Joshua Bell was playing violin in a subway station.

“At a music hall, I’ll get upset if someone coughs

or if someone’s cell phone goes off,

but here my expectations quickly diminished.

I was oddly grateful when somebody threw in a dollar.”

What changed?

Same music,

on the same violin,

played with the same passion

and by the same man.

Why did people listen and then not listen?

Aristotle would be able to explain.

What does it take to persuade people?

2,300 years ago,

Aristotle wrote the single most important work on persuasion,

Rhetoric,

the 3 means of persuasion:

logos,

ethos,

and pathos.

Logos is that the idea makes sense from the audience’s point of view.

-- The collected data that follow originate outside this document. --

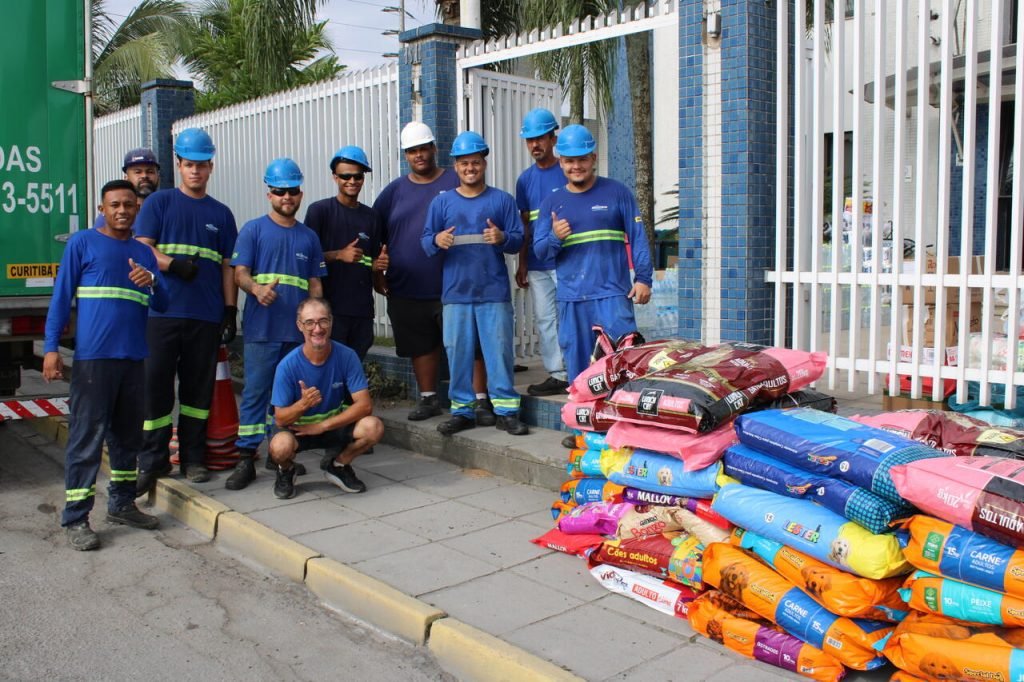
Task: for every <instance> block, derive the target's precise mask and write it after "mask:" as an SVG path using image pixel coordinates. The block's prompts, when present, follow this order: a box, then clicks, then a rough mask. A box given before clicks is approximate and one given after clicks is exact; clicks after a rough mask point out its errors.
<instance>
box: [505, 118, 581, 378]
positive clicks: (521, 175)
mask: <svg viewBox="0 0 1024 682" xmlns="http://www.w3.org/2000/svg"><path fill="white" fill-rule="evenodd" d="M557 129H558V122H557V121H556V120H555V117H554V115H553V114H552V113H551V112H549V111H548V110H546V109H535V110H532V111H530V112H529V113H528V114H526V116H525V117H524V118H523V120H522V129H521V130H520V131H519V136H520V137H522V138H523V139H524V140H525V141H526V148H527V150H529V155H530V156H531V157H532V158H534V160H535V162H536V163H535V164H534V165H532V166H530V167H529V168H527V169H526V170H524V171H523V172H522V174H521V175H520V176H519V179H518V180H516V183H515V204H516V207H517V208H518V209H519V215H520V216H522V225H523V230H524V238H523V242H522V249H521V250H520V251H519V267H518V269H517V270H516V273H515V281H516V284H517V285H518V286H519V288H520V289H526V288H529V293H530V297H531V298H532V299H534V323H535V324H536V326H537V334H538V336H540V337H541V357H542V358H543V359H544V369H545V370H547V371H548V378H547V379H545V380H544V381H542V382H541V383H539V384H534V385H530V386H527V387H526V392H528V393H529V394H530V395H558V394H560V393H564V392H565V389H566V388H568V382H567V381H565V364H564V363H563V361H562V350H561V348H559V347H558V308H557V306H556V304H555V289H556V287H557V285H558V280H557V278H556V276H555V261H554V259H553V258H549V259H547V260H541V259H540V258H538V257H537V254H536V253H534V249H532V248H531V247H532V242H534V221H535V220H537V216H538V214H539V212H540V207H541V202H542V201H544V200H545V199H546V198H547V196H548V195H550V194H551V193H553V191H558V190H559V189H561V188H562V187H564V186H565V173H563V172H562V168H561V166H559V165H558V159H557V158H556V157H555V154H554V148H555V139H556V138H555V130H557Z"/></svg>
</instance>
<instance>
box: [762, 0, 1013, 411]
mask: <svg viewBox="0 0 1024 682" xmlns="http://www.w3.org/2000/svg"><path fill="white" fill-rule="evenodd" d="M808 4H809V0H796V10H795V12H794V14H793V15H790V14H788V3H786V2H779V3H778V5H777V6H778V18H779V27H780V31H779V36H778V52H777V53H778V69H777V73H778V75H779V87H778V90H777V91H778V109H777V111H776V114H777V124H778V134H777V138H776V139H777V142H778V146H779V148H778V160H779V161H778V166H777V197H776V199H777V206H776V224H777V226H778V242H777V251H776V270H775V271H773V272H771V273H769V275H768V280H769V281H770V282H773V283H774V285H775V293H776V295H775V304H776V316H775V319H776V328H775V337H776V342H777V343H779V344H782V343H785V342H786V341H787V340H792V343H793V344H794V345H795V346H797V347H804V348H808V349H812V350H827V351H828V354H829V356H830V358H831V363H830V365H829V370H828V377H827V381H828V385H829V386H835V384H836V383H837V381H839V380H841V376H840V375H845V379H846V380H847V382H848V384H849V387H850V388H851V389H855V388H859V387H861V386H866V388H867V389H868V390H869V391H870V392H877V391H878V390H879V388H880V386H882V385H886V386H887V387H888V390H889V392H891V393H896V392H898V390H899V387H900V384H901V381H900V378H901V377H906V378H907V379H905V380H904V381H903V382H902V383H903V387H904V389H909V390H910V391H911V394H912V395H913V396H914V397H916V396H919V395H922V394H923V393H924V394H926V395H927V396H928V397H931V398H933V399H938V398H940V397H942V394H943V392H944V390H945V389H946V387H947V386H949V387H951V386H952V385H955V389H956V399H957V400H958V401H965V400H966V399H967V398H968V389H969V382H971V383H972V384H973V386H974V387H975V388H976V393H977V394H978V397H980V399H981V401H982V402H983V403H987V402H988V401H989V400H990V399H991V397H992V390H993V388H994V389H996V390H998V391H999V392H1001V391H1005V394H1006V407H1007V408H1013V407H1014V404H1015V395H1016V392H1015V390H1014V389H1015V387H1020V386H1024V371H1022V370H1024V368H1022V363H1021V359H1022V353H1024V345H1022V342H1021V341H1019V340H1018V337H1019V336H1021V335H1020V326H1021V315H1020V312H1019V309H1020V306H1021V303H1022V300H1021V289H1022V287H1024V278H1022V275H1021V253H1022V241H1021V231H1022V204H1024V193H1022V189H1021V174H1020V172H1017V173H1014V172H1013V169H1020V168H1021V157H1022V146H1024V145H1022V143H1021V140H1022V135H1024V115H1022V112H1021V110H1020V109H1019V108H1020V106H1022V105H1024V51H1022V50H1020V49H1018V47H1019V46H1018V43H1017V37H1018V36H1020V35H1022V33H1024V13H1022V12H1020V10H1019V7H1018V6H1017V5H1018V2H1017V0H984V1H981V2H978V3H970V2H969V3H951V2H939V1H933V2H927V1H925V0H920V1H916V2H910V1H908V0H895V1H889V0H873V1H864V2H856V3H854V5H853V8H854V12H853V16H852V17H850V18H846V19H843V18H840V19H839V20H835V22H834V20H831V19H830V17H826V16H825V15H824V8H825V5H826V3H821V2H819V3H816V4H815V5H814V20H813V25H812V26H811V27H810V29H809V30H808V29H806V27H805V18H804V17H805V9H806V6H807V5H808ZM1015 16H1016V25H1014V23H1013V22H1012V20H1011V19H1012V18H1013V17H1015ZM790 36H793V37H794V38H795V43H796V45H797V49H796V55H795V62H796V69H795V76H794V79H793V81H792V82H791V81H790V80H788V78H787V76H786V75H787V72H788V69H787V63H790V60H791V58H794V55H791V53H790V50H788V46H787V43H788V37H790ZM993 55H994V56H993ZM791 92H792V96H793V99H792V101H793V102H794V103H793V110H792V116H793V119H792V124H793V128H794V129H795V130H796V131H798V134H797V135H796V137H795V138H794V140H793V147H792V148H791V147H790V143H788V133H787V131H788V129H790V124H791V118H790V115H791V111H790V110H788V103H790V93H791ZM1014 140H1016V143H1014ZM791 152H792V163H793V165H792V168H791V167H790V165H788V163H787V157H788V156H790V153H791ZM979 158H980V159H981V160H982V163H979V162H978V159H979ZM791 186H792V191H793V194H792V196H791V195H790V187H791ZM845 208H846V209H848V210H846V211H844V209H845ZM791 210H792V211H793V213H792V215H791V214H790V211H791ZM976 215H977V216H978V217H977V219H976ZM823 224H826V225H827V226H828V229H827V230H826V229H823V228H822V225H823ZM911 245H912V246H913V247H914V251H913V254H912V255H909V252H908V255H907V256H906V257H904V248H903V247H904V246H907V247H909V246H911ZM975 256H978V257H975ZM975 382H976V383H975Z"/></svg>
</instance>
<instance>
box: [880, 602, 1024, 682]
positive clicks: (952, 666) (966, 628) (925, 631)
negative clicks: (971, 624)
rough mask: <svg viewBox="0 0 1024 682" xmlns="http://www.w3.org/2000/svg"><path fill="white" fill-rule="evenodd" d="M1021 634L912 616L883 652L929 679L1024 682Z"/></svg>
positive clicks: (920, 675) (910, 669)
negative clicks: (1017, 681) (990, 680)
mask: <svg viewBox="0 0 1024 682" xmlns="http://www.w3.org/2000/svg"><path fill="white" fill-rule="evenodd" d="M1022 634H1024V630H1021V629H1001V630H1000V629H990V628H983V629H979V628H973V627H969V626H965V625H963V624H957V623H955V622H954V621H951V620H949V619H944V617H942V616H938V615H931V614H915V613H911V614H910V615H908V616H907V617H906V620H904V621H903V622H902V623H900V624H899V625H898V626H896V630H894V631H893V633H892V635H890V637H889V639H887V640H886V642H885V646H884V648H883V649H882V651H883V653H885V654H886V657H887V658H889V659H890V660H891V662H892V663H893V664H894V665H895V666H896V667H898V668H899V669H901V670H902V671H904V672H905V673H908V674H909V675H912V676H915V677H918V678H922V679H925V680H1001V681H1007V682H1009V681H1011V680H1021V679H1024V649H1022V648H1020V647H1022V646H1024V641H1021V635H1022ZM900 679H906V678H900Z"/></svg>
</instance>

This is usually different from the speaker’s point of view,

so work needs to be done

to make the idea relevant to the world view,

the pains and the challenges of the listeners.

A good argument is like good music.

Good music follows some rules of composition;

good arguments follow some rules of logic.

It makes sense to the audience.

Ethos is reputation, what are you known for;

credibility, do you look and act professional;

trustworthy, are your motives clear,

do you show the listener that you care about them as much as yourself?

Authority is confidence plus a concise message,

a clear, strong voice.

Pathos is the emotional connection.

Stories are an effective human tool for creating an emotional connection.

There are moments where an audience is not ready

to hear the message.

A speaker must create the right emotional environment for their message.

What changed?

Why did people travel for miles to hear him play one night,

and not even pause for moment to listen the next morning?

The answer is that ethos and pathos were missing.

Ethos

The fact that the great concert hall hosts Joshua’s concert

transfers its trust to Joshua.

We trust the institution, we now trust Joshua.

The subway does not have our trust for musical talent,

we do not expect to find great art,

great music,

or great ideas,

so it confers no trust to Joshua.

Pathos

The concert hall is designed for an emotional bond

between an audience and an artist,

a subway platform is not.

The hustle and movement and stress is just not conducive

to the emotional connection needed between performer and listener.

Logos,

ethos,

pathos,

the idea is nothing without the rest.

This is what Joshua Bell learned

on that cold, January day in 2007.

If you have a great idea,

how do you build credibility and emotional connection?